Mailing-List: contact crunch-dev-help@incubator.apache.org; run by ezmlm
Precedence: bulk
Reply-To: crunch-dev@incubator.apache.org
Received-SPF: pass (athena.apache.org: domain of gabriel.reid@gmail.com
 designates 209.85.210.47 as permitted sender)
MIME-Version: 1.0
In-Reply-To: 
 <CAH29n6Oij06qiTrL9e_kPv7PhYidQ0bkLDAj=Uhn4_D5MOkBZw@mail.gmail.com>
References: 
 <a22ac30a-761f-4a99-96eb-9993b97e865a@nl1g2000pbc.googlegroups.com>
	<CAH29n6Oij06qiTrL9e_kPv7PhYidQ0bkLDAj=Uhn4_D5MOkBZw@mail.gmail.com>
Date: Sat, 16 Jun 2012 10:49:25 +0200
Message-ID: 
 <CAA5C_pv+sbptABDaM54hnR4+zUGL-X22ZeSm8E9hcp5Sq0MPmQ@mail.gmail.com>
Subject: Re: map side ("replicated") joins in Crunch
From: Gabriel Reid <gabriel.reid@gmail.com>
To: crunch-dev@incubator.apache.org
Cc: Joseph Adler <joseph.adler@gmail.com>,
 Crunch Dev <crunch-dev@cloudera.org>,
	Josh Wills <jwills@cloudera.com>
Content-Type: text/plain; charset=ISO-8859-1

>> One of the functions that I find most useful in Pig is the map side
>> join; Pig will put a file in the distributed cache, load it into
>> memory, and do a join from the mappers.

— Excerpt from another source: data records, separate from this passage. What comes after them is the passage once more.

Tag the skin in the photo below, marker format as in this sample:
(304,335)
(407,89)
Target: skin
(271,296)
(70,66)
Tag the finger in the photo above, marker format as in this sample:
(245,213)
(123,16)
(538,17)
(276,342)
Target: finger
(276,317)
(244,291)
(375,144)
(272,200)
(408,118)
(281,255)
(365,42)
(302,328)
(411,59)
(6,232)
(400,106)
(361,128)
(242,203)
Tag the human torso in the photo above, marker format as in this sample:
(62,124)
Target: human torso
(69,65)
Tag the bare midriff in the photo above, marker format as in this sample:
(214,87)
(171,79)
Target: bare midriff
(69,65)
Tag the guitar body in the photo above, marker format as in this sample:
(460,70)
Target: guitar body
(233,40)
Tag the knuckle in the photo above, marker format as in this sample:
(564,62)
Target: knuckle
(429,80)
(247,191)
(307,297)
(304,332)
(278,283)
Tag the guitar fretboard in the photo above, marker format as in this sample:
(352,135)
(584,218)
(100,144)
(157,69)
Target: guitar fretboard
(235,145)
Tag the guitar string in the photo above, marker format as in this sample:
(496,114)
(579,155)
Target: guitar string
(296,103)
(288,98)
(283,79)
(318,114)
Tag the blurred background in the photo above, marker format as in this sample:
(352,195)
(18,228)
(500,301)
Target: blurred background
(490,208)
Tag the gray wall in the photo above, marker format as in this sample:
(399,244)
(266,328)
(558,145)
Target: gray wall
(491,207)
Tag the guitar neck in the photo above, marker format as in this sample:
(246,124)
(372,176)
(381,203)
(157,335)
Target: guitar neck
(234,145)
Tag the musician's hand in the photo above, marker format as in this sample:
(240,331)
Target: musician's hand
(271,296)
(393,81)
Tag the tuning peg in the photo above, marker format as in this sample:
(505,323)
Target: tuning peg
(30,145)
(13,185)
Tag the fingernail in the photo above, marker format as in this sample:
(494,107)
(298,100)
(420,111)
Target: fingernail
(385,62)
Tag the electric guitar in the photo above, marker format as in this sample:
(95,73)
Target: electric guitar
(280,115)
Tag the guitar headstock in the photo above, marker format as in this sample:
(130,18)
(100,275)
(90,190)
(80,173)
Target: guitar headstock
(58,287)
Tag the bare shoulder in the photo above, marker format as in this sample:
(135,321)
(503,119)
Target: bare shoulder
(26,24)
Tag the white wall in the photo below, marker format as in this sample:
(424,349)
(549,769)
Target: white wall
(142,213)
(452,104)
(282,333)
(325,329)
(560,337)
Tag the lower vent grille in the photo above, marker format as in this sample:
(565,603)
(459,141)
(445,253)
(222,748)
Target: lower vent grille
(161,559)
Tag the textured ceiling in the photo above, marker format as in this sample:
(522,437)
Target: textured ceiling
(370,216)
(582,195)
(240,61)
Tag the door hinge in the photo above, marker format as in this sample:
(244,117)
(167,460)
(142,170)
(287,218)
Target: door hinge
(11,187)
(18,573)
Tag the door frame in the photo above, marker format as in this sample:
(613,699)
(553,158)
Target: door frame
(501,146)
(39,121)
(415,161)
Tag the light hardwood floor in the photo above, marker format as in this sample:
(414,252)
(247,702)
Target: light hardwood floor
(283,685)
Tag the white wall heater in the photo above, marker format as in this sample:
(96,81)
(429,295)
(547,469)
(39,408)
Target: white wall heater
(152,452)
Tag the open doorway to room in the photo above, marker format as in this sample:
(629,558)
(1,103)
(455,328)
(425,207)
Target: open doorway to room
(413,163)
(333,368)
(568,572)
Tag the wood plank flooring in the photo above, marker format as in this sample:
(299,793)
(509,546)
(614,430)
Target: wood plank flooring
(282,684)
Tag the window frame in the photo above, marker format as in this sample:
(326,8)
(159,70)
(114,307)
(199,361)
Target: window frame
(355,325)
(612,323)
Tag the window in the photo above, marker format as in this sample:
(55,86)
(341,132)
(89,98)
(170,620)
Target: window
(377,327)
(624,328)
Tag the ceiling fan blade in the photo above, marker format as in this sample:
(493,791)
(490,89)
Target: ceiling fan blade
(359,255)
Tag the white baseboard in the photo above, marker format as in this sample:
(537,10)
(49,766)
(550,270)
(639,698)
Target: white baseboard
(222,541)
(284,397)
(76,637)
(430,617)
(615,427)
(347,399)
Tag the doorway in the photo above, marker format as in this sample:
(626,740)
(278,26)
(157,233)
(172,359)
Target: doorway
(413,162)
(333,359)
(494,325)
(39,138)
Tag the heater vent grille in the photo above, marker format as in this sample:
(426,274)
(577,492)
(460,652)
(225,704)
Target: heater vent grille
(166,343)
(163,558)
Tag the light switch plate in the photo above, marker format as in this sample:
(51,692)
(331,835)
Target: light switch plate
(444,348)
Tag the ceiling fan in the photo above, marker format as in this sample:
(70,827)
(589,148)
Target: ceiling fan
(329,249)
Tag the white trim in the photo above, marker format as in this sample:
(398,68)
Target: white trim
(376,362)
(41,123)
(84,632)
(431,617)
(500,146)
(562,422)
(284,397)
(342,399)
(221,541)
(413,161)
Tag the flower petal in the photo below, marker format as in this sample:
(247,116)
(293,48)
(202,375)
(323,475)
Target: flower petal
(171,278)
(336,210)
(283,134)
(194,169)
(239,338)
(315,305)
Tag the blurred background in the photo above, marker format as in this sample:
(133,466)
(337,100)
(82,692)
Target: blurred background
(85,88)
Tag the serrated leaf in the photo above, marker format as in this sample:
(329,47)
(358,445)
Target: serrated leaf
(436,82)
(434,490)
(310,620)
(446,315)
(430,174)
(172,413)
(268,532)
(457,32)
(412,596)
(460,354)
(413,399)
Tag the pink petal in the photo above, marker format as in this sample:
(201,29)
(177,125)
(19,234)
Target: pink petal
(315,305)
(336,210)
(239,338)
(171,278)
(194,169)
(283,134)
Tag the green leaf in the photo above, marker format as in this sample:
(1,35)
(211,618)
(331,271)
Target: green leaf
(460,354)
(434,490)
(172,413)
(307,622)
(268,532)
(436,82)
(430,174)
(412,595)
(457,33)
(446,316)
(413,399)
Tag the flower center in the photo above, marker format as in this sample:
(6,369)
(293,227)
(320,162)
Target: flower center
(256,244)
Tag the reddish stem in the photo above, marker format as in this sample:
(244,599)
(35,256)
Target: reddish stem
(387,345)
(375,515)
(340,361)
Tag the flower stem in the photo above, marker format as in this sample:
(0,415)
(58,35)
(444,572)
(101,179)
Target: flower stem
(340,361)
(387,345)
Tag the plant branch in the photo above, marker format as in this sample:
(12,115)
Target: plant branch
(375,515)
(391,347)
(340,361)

I'd like to add this to
>> Crunch, but wasn't sure what the best way to do this would be. Do any
>> of you guys have any thoughts on this?
>
> I have a few, but they're not quite baked yet. We should have some
> other folks weigh in.
>

Map-side joins is definitely #1 on my wish list of things for Crunch,
and it's also something I've been thinking about a lot lately in terms
of how to implement it.

One of the ideas that I've had about this is adding an overload of the
join method on PTable to allow supplying join settings, for example
something like this:

    JoinSettings joinSettings = new JoinSettings();
    joinSettings.setJoinOperation(JoinSettings.LeftOuterJoin);
    joinSettings.allowMapsideJoin();
    PTable<K, Pair<U,V>> joined = tableA.join(tableB, joinSettings);

The idea is that you could let Crunch decide (at the time of job
creation) if a join would be done in memory or not, depending on the
size of (one of) the incoming tables or any other heuristics. If a
join is performed with a JoinSettings that has allowMapsideJoin set,
then obviously the developer needs to be aware that there is a good
chance that the joined table won't be sorted (which will be the case
if a standard join is used).

Obviously this approach removes some control from the user in terms of
what exactly happens under the covers, so that's something that we
would need to take into account. However, in my day job situations
come up quite often where we're using the same code to deal with both
large joins and small joins depending on the dataset, so it would be
nice to use the same Crunch flow for all cases. Of course, it's also
an option to just write this explicitly instead of baking it directly
into Crunch.

In any case, I'm definitely in favor of having map-side joins be
possible (and easy) with PCollections, and not only with
java.util.Collections. There are definitely use cases where you have a
huge dataset that you want to reduce/aggregate down to a small dataset
and then join with another huge dataset.

Definitely happy to hear that other people are interested in having
map-side joins as well!

- Gabriel